Anyway, the book showed up today, and it smells like the inside of that buffet drawer, and like our old house in Michigan. The first thing I found that amazed me was… my own receipt! The bill from the hospital was in there; the Grand Forks Air Force hospital charged Sgt. and Mrs. Konrath a grand total of $10.50 for a seven-day stay, including food. Also included are my hospital tags that went around my foot (with a US military stamp on them); the slip that was on my hospital crib; the front page of the Grand Forks Herald from January 20, 1971; the newspaper announcement of my birth; some photos showing me and my mom and dad in the wood-grained trailer where they lived when my dad was in the service; and a chunk of my hair from my first haircut.

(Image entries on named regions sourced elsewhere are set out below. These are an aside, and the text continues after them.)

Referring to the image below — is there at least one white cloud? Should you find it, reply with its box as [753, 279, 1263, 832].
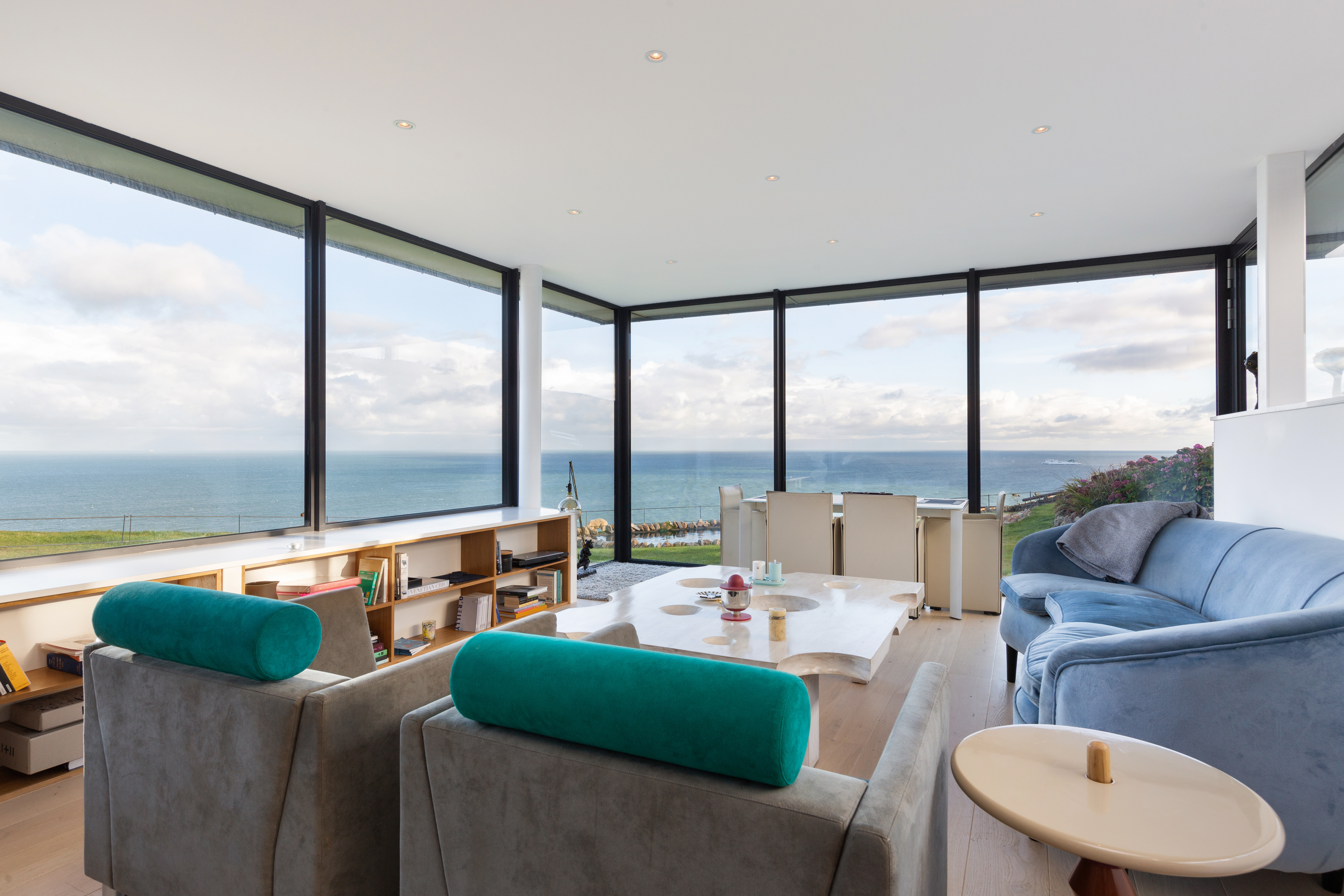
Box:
[15, 224, 266, 313]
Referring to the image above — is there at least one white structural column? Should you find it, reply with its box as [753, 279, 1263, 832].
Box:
[1255, 152, 1306, 407]
[518, 265, 543, 508]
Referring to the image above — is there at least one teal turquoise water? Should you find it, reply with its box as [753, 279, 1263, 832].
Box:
[0, 450, 1171, 532]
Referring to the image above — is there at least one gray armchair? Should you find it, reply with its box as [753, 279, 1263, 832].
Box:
[85, 602, 633, 896]
[400, 653, 950, 896]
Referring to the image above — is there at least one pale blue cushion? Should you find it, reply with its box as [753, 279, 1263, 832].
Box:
[1196, 529, 1344, 619]
[1046, 591, 1208, 631]
[1022, 622, 1129, 704]
[999, 572, 1164, 617]
[1134, 517, 1267, 618]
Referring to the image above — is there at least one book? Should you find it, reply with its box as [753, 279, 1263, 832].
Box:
[395, 638, 430, 657]
[359, 557, 387, 606]
[536, 570, 564, 605]
[392, 551, 411, 600]
[456, 591, 493, 631]
[0, 641, 28, 694]
[38, 634, 98, 661]
[499, 603, 546, 622]
[47, 650, 83, 678]
[276, 575, 359, 596]
[496, 584, 546, 598]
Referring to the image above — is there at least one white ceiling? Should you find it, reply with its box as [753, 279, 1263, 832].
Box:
[0, 0, 1344, 305]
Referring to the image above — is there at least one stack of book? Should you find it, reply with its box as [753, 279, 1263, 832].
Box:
[403, 572, 485, 598]
[536, 570, 564, 606]
[0, 641, 28, 696]
[276, 575, 359, 599]
[392, 638, 431, 657]
[368, 631, 391, 666]
[457, 591, 493, 631]
[496, 584, 546, 622]
[357, 557, 387, 607]
[38, 634, 98, 677]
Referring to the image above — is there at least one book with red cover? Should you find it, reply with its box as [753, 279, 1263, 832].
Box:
[276, 575, 359, 595]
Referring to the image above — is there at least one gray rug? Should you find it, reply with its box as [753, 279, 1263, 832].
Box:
[578, 563, 684, 600]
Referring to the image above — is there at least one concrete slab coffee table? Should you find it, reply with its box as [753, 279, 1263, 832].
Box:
[555, 566, 923, 766]
[952, 725, 1284, 896]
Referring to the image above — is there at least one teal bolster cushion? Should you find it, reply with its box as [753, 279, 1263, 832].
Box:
[450, 631, 812, 787]
[93, 582, 322, 681]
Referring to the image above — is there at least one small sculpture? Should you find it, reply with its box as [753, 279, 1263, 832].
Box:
[719, 572, 751, 622]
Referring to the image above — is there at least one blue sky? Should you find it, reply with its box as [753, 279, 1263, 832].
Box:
[10, 139, 1344, 451]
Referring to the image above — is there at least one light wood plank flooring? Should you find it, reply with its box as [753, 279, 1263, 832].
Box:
[0, 611, 1325, 896]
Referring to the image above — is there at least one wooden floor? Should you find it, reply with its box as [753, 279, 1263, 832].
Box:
[0, 611, 1325, 896]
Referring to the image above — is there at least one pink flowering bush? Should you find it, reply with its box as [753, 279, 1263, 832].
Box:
[1055, 445, 1214, 525]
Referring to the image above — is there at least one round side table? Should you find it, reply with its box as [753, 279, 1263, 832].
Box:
[952, 725, 1284, 896]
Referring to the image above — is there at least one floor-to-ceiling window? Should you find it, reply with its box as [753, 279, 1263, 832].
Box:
[630, 297, 774, 563]
[1240, 246, 1259, 410]
[1306, 153, 1344, 402]
[542, 289, 616, 563]
[980, 257, 1220, 510]
[327, 218, 503, 521]
[785, 279, 968, 497]
[0, 103, 306, 559]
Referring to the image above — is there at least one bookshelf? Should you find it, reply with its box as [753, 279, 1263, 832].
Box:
[0, 508, 577, 802]
[242, 516, 575, 664]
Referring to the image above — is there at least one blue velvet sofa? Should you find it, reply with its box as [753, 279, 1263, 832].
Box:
[999, 517, 1344, 876]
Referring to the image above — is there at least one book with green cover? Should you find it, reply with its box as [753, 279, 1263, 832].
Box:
[359, 570, 379, 606]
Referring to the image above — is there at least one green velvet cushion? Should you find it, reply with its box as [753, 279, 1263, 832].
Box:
[452, 631, 812, 787]
[93, 582, 322, 681]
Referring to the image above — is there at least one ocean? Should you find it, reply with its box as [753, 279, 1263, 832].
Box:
[0, 450, 1172, 532]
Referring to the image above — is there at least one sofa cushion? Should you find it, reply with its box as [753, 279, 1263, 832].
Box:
[93, 582, 322, 681]
[1022, 622, 1129, 704]
[999, 572, 1165, 617]
[1046, 591, 1208, 631]
[1134, 517, 1269, 618]
[452, 631, 812, 787]
[1196, 529, 1344, 619]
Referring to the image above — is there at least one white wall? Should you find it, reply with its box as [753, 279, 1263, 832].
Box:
[1214, 398, 1344, 539]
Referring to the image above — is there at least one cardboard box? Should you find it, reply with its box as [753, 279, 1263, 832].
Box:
[9, 688, 83, 731]
[0, 721, 83, 775]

Aside from the initial birth stuff, there’s not a lot that would be interesting to anyone but me, unless you find the fact that I walked when I was nine and a half months old, and I used to call making the bed “changing the bed” when I was a kid. It’s still a very neat little discovery for someone who is as nostalgic about the past as I am. I’m glad my sister was able to liberate it for me.

Not much else is up, except that I’m busy as hell at work, and that makes the day go by faster, but it makes the time off seem much shorter. The Rite-Aid by my house can’t get a god damned thing done right, and every single prescription I bring there gets fucked up somehow and they either don’t have the stuff or they forget to fill it or the insurance company needs some super-secret approval and they don’t fucking call me and ask for it, even though they ask me every single time what my phone number is in case they have questions. The fact that I run into stuff like this in pretty much every avenue of my life makes me wonder how things ever happen at all. I wish this generation had a saying like “they can send a man to the moon, but they can’t _______.” But the thing is – they can’t send a man to the moon anymore. They can’t even install a public toilet in the largest city in the country, and I pay them $30,000 a year in taxes. You can buy a toilet at Home Depot for $100. Thiry grand times everyone else who has ever had to take a piss buys a lot of toilets.

Okay, gotta go see if Ray actually bought a region-free DVD player or not.